Methods: Ninety-five patients with N1-2 or T3-4 NSCLC were treated with ICRT followed by surgery; 55 had AD and 40 had SQ. For the evaluation of distribution of residual tumors, the location of the external margin of residual tumors was assessed on surgical materials as follows: radius of whole tumor ("a"); distance between the center of tumor and the external margin of residual tumor ("b"); and its location ("b/a").

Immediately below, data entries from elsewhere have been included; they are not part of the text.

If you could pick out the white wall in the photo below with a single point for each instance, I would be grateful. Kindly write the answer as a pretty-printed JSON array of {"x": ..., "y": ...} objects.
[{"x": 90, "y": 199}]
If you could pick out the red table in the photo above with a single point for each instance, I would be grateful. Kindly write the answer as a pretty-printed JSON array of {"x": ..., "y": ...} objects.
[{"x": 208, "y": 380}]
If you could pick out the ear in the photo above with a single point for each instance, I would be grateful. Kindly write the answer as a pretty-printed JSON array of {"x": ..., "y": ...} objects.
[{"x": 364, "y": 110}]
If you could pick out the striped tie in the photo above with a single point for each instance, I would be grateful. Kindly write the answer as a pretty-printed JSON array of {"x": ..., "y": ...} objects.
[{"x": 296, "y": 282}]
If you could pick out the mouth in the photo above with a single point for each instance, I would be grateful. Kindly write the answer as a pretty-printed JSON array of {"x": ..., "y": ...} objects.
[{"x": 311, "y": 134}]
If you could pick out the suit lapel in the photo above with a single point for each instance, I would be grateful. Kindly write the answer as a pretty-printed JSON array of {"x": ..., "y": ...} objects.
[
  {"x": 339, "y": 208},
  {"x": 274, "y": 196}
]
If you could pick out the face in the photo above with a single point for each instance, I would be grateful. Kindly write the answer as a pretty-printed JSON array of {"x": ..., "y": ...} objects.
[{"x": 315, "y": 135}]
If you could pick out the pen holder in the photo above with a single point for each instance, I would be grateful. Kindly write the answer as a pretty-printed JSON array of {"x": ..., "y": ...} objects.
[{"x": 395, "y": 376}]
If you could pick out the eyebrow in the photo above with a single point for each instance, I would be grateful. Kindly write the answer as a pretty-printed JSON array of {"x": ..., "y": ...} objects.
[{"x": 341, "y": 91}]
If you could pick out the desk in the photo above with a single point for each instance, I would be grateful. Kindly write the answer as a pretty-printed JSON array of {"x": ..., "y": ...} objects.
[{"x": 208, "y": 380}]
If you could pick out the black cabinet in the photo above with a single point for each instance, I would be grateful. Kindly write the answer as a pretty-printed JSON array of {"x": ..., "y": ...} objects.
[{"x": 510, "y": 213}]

Results: Of the 55 AD cases, 8 (15%) showed pathological complete remission, which was significantly less frequent than 22 of 40 SQ cases (55%) (p < 0.001). AD showed the residual tumors at the most periphery of tumor (b/a = 1.0) more frequently than SQ, i.e., 39/55 (71%) versus 6/40 (15%), respectively (p < 0.001). Even in 65 cases other than the pathological complete remission, external margins in 47 AD cases located more periphery than those in 18 SQ cases, of which mean b/a values were 0.97 ± 0.17 and 0.70 ± 0.29, respectively (p < 0.001).

Conclusion: AD showed worse tumor response to ICRT than SQ. After ICRT, AD remained at the periphery of primary tumor more frequently than SQ. It seems that, also in the convergent beam radiotherapy, the periphery part of AD would be more resistant than that of SQ.